Lawther is also the vice president of education for the Miami-Dade County Council PTA/PTSA and a member of Florida PTA’s legislation committee. She travels to Tallahassee to advocate for students, representing PTA positions on educational issues.
Pinecrest Lifestyle asked Lawther a few questions about her thoughts on local education issues—and her interest in grapes.
1. What issues are you particularly passionate about?
Funding is a big issue because Florida ranks among the bottom tier nationally in education funding. Our schools do a marvelous job of economizing, but [other states] have potentially triple the funding per student. That is something I’d like to work on to see changed.
Testing also concerns me. … Testing itself is wonderful. But when tests become so incredibly high stakes, they become counterproductive. I was hopeful during the last legislative session that ended in May that progress was being made.
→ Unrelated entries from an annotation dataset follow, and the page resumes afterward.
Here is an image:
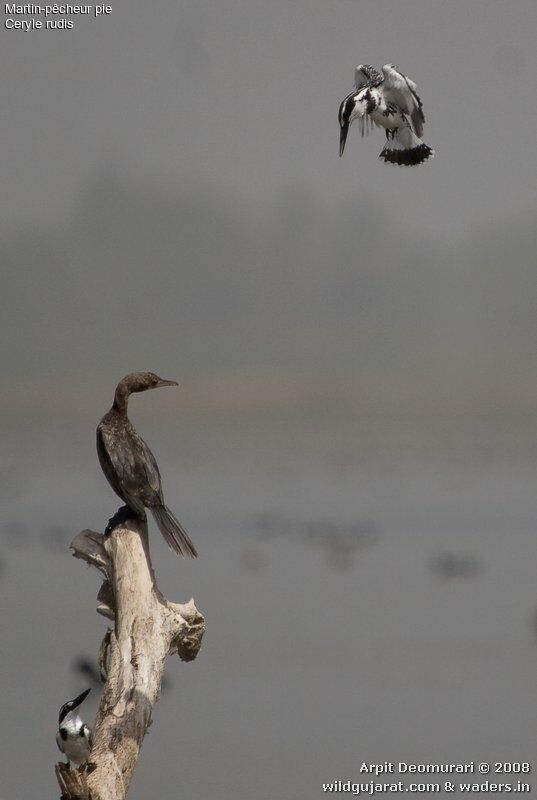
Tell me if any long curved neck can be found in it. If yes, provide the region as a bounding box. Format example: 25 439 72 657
112 381 131 415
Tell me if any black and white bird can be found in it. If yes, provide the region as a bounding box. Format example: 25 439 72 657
56 689 91 767
339 64 434 167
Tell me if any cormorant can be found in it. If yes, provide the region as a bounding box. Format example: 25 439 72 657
97 372 198 558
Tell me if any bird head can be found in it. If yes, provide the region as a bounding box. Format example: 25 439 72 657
339 87 378 156
114 372 179 410
121 372 179 393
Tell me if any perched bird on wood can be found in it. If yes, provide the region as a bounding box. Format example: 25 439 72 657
339 64 434 167
97 372 198 558
56 689 92 767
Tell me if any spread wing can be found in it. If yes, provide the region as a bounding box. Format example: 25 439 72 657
382 64 425 137
354 64 384 92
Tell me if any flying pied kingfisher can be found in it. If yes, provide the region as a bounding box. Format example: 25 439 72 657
339 64 434 167
56 689 91 767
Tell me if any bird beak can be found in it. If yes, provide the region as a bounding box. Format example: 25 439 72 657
73 689 91 709
339 122 349 158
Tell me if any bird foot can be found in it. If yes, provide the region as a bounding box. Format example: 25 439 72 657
104 506 138 538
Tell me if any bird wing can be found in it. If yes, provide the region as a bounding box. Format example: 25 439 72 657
129 431 163 506
354 64 384 92
382 64 425 137
97 426 161 512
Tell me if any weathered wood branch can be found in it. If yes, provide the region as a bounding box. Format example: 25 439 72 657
56 519 205 800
But just one test was eliminated; I think we can do better than that.
The elephant in the room for this year’s session was House Bill 7069. It was burdened with provisions that abrogate the authority of local municipalities and school board members and mandates sharing of revenues, which the district may not have the capacity to share, with respect to charter schools. Florida PTA and Miami-Dade PTA support funding charter schools’ capital needs—building and construction. But that funding should come from the state and not the budgets for local projects. We’re working on the language this summer and will be continuing [when the legislative session starts].
2. What is your driving force?
I discovered one of my ancestors donated land for a public school, so education has been part of my family heritage. My husband is a professor. My father was a professor. My grandfather was a professor and a basketball coach. One of the roots of democracy is public education. … The core idea of community, one of its sources, is public education. That’s my prime motivation.
3. What’s your advice for community members who want to get involved in public education?
If you listen to the livestreamed village council meetings, the mayor reports on what the education advisory council is doing.
Social media is a tremendous resource. The newsletters for the various schools issue “action alerts” with a point-and-click [way] to take action and communicate with legislators, if a bill is coming up.
In addition, it’s worth knowing not only who represents you in Washington or Tallahassee but also to have them know who you are.
4. What does the future hold for Pinecrest schools?
We have tremendous teachers and administrators who care deeply about education. If we can make sure the funding keeps pace with the schools’ needs, I think we’re good to go. The schools are always exploring adding programs, and, because they are community-based schools, they serve as a binder in the community.
And everybody is looking forward to the [renovation] of the high school; the students’ accomplishments will be front and center.
5. Can you share details about your hobby—making wine?
[My husband and I] have been making wine for close to 20 years [with a couple in Homestead]. Every August, we order grapes from California. We have grape vines on our property, but the birds get more of the grapes than we do. The grapes come in September or October. Then, we destem them with a hand-crank machine. We let them ferment for a week and then they get crushed [with an old-fashioned apple cider maker]. The juice sits for about six months. We bottle between the end of March and the beginning of May. We make between 75 and 150 bottles a year for consumption at home and for giving away as presents to friends or serving at parties.